La vicenda del protagonista-narratore è la registrazione solitaria di una sopravvivenza riscattata solo dalla letteratura, dai libri che rintraccia nel suo vagabondare e soprattutto porta dentro di sé, e in cui la presenza di un'estranea - una donna che, come lui sopravvissuta, viene dall'est per poi scomparire nel nulla è percepita come un'intrusione, un episodio a margine di una vita che, come in molta narrativa post-catastrofica, sublima la forzata solitudine in una condizione di onnipotenza solipsistica "Se tutto filava liscio (?) potevo vagare ancora a lungo per la terra deserta di uomini: non avevo bisogno di Nessuno!". Dove la maiuscola di "Nessuno" rimanda a Ulisse/Utys, alla cui eroica e solitaria impresa il protagonista-narratore ripetutamente si richiama in un autocelebrativo parallelo.
Verso la fantascienza, del resto, Schmidt ritornerà negli anni successivi, fino alle vette di Die Gelehrtenrepublik (1957) e Kaff, auch Mare Crisium (1961), contaminandola tuttavia con la grande tradizione narrativa della letteratura universale e liquidandone di fatto la dimensione di genere. Alla fantascienza rimanda anche il violentissimo pamphletsotto forma di "lettera" che apre la seconda parte di Specchi neri, vero e proprio centro tematico dell'intera novella, un'appassionata difesa della cultura ellenica rispetto a chi vorrebbe destituire il mondo classico del suo ruolo fondante per la nostra civiltà, redatta come risposta a un articolo di un certo professor George R. Stewart, uscito nel 1948 sul "Reader's Digest". Costui era l'autore di uno dei romanzi più famosi del filone apocalittico, Earth Abides (1949), che mette in scena le sorti dell'"ultimo americano" sopravvissuto a una spaventosa catastrofe globale, così come Specchi neri si impernia su quelle dell'"ultimo tedesco". A ben vedere, la novella è una risposta al romanzo di Stewart: il superstite di Schmidt non si arrovella, novello Robinson, a ricostruire faticosamente le vestigia della civiltà tramontata, ma si lascia andare quasi con voluttà alle sue macerie, a un destino in cui tornano in primo piano, proprio al modo dei greci antichi, l'osservazione del mondo, la riflessione, la filosofia, senza ricadere nei vincoli della necessità e dello sfruttamento che hanno già segnato il destino dell'umanità (di quell'umanità che la logica da homo faber di Stewart così ben rappresenta).

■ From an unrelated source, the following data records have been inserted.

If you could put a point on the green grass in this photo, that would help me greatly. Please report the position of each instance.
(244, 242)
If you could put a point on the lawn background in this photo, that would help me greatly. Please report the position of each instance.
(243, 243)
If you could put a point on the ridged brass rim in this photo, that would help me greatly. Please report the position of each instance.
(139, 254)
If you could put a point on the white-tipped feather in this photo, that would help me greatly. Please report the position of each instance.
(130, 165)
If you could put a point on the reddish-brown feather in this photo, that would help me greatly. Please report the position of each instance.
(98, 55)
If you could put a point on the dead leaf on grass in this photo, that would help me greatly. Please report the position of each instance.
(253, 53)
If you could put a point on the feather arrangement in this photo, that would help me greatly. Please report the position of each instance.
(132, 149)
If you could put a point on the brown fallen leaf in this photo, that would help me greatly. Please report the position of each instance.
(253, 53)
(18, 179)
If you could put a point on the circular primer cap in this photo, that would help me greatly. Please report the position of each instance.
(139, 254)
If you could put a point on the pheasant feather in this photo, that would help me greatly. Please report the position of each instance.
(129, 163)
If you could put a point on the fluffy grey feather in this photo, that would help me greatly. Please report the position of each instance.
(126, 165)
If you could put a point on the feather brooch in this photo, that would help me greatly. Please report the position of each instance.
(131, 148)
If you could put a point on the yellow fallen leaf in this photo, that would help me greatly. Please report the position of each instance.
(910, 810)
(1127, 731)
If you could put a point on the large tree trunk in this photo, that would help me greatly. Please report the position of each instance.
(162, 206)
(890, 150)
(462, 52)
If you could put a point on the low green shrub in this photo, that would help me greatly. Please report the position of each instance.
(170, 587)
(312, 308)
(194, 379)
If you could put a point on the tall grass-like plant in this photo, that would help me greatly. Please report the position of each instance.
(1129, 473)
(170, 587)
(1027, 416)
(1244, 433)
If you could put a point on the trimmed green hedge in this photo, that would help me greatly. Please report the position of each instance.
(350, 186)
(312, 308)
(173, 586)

Passa anche attraverso la fantascienza, dunque, il tentativo di Schmidt di mescolare le carte: nel suo infinito amore per le parole ("Parole, sola cosa che io conosca"), l'autore tedesco compie l'azzardo di inglobarle tutte nel proprio abbraccio, certo rischiando, nel suo infinito gioco di rimandi ad altri libri, ad altre storie, di prendere congedo dalla realtà in una vertiginosa prospettiva di specchi, in cui l'immagine reale si deforma sempre di più, fino a corrispondere solo ai suoi fantasmi. In Specchi neri il processo è appena agli inizi, il piacere della narrazione e dell'affabulazione ancora genera una storia, per la quale l'ampio apparato di note fornito dal curatore costituisce un ausilio utile ma non necessario. Nello Schmidt degli ultimi anni, invece, costruzioni auto- e infrareferenziali formeranno un complesso inespugnabile al senso cui sarà impossibile accedere da profani. Le note, allora, prenderanno il predominio sul testo, a segnare il sostanziale fallimento della sua tarda sperimentazione.